す、すごい声……。
そんな変な声出してたっけ……。
「自販で会ったときも」
「うん」
「お金拾っときも、同じような反応してて、」
「うん」
「決定打は、さっきのダンスのときかな」
「ダンスのとき?」
「うん。土方と、手つないでなかったし、久遠もむぎさんの手元めちゃくちゃ気にしてたっぽいし、もしかしたらって」
「……」
朝日くんて、こんな人だったの……?
こんな、周りが見えてる人、だったなんて。
見た感じ、無気力そうというか、なんでもいい、みたいな感じの雰囲気だから、
いくら女の子に優しいとはいえ、てっきり周りのこともそういう目で見てるのかと思ってた。
「身近に同じ体質の人がいるから、そう思えたのかも」
「身近に?」
「姉が、その体質なんだよね」
「お姉さん?」
「うん。4人いるうちの1人」
「お姉さんが4人!?
えっ、じゃあ、朝日くんて、」
「5人兄妹の末っ子。兄妹で男なの、おれ1人」
い、意外すぎる……朝日くん、てっきり一人っ子かと思ってたけど、まさかお姉さんが4人もって!!

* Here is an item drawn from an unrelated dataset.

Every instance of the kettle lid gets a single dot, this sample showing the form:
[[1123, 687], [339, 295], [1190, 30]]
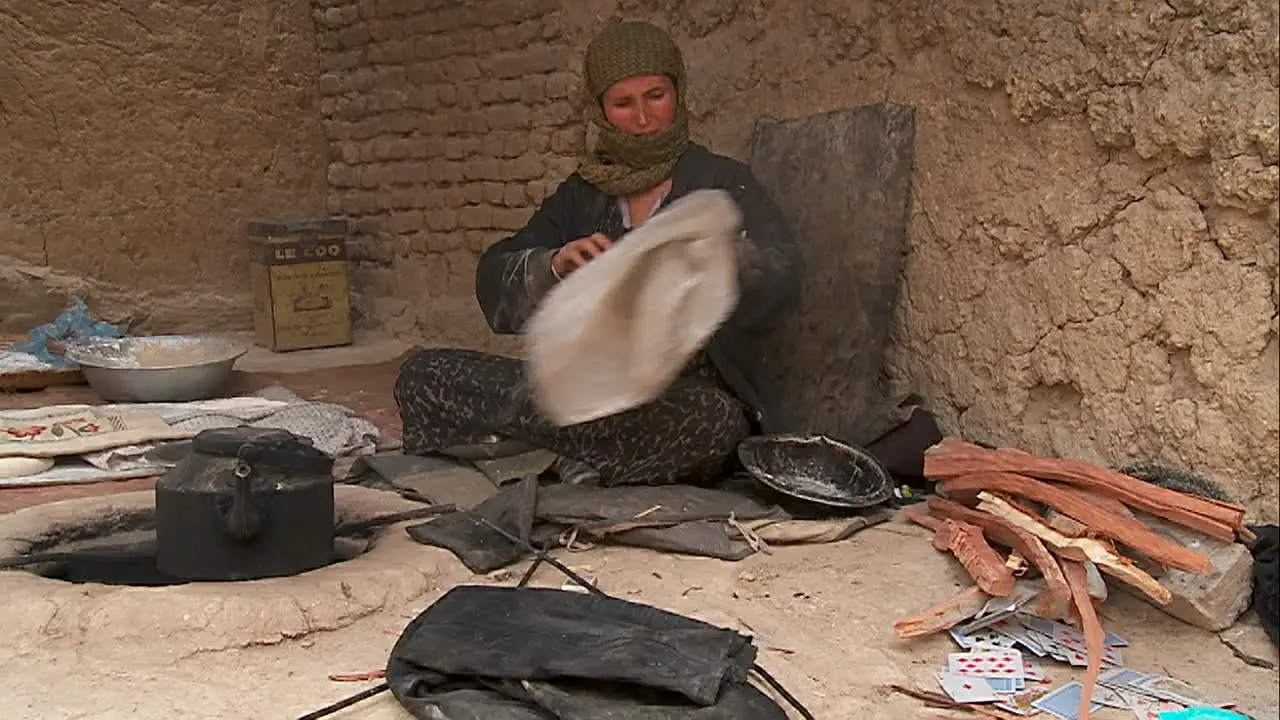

「その体質のこともあって、昔から女の子には優しくしろ、困ってたら助けるのが男だって、散々言われて育ってきて」
苦労した……なんて、ため息をつく朝日くん。
あ、だから……。
「女の子に優しいって、そういうことだったの?」
女の子には優しいって有名な朝日くん。
でも女の子泣かせって……。
「女の子に優しくしたはいいけど、人の名前と顔覚えられないのは本当で、本当にごめんって言ったら泣かれて、の繰り返しで」
「う、うん……」
「じゃあ優しくしなきゃいいのにって思うかもしれないけど、あの4人の怒った顔思い出して、どうしてもできなくて」
なんて、苦い顔をする朝日くん。
つまり、あのウワサは、
女の子泣かせなのは、本当に人を覚えるのが苦手だから。
女遊びをしたとか、不特定多数の子とそういう関係を持ってるとか、そういうことじゃなくて。
「ふふふっ、」
「え……」
「やっぱり、朝日くんは朝日くんだった」
「え?」
「ありがとう、朝日くん」
いくらダンスが得意とはいえ、私に気を使ってわざわざ体育を抜けてくれたことも。
私の体質に気づいて、瞬時にタオルを巻いて私に直接さわらないようにしてくれたことも。
ぜんぶ、ぜんぶ、
その優しさはお姉さん譲りの純粋なものだから。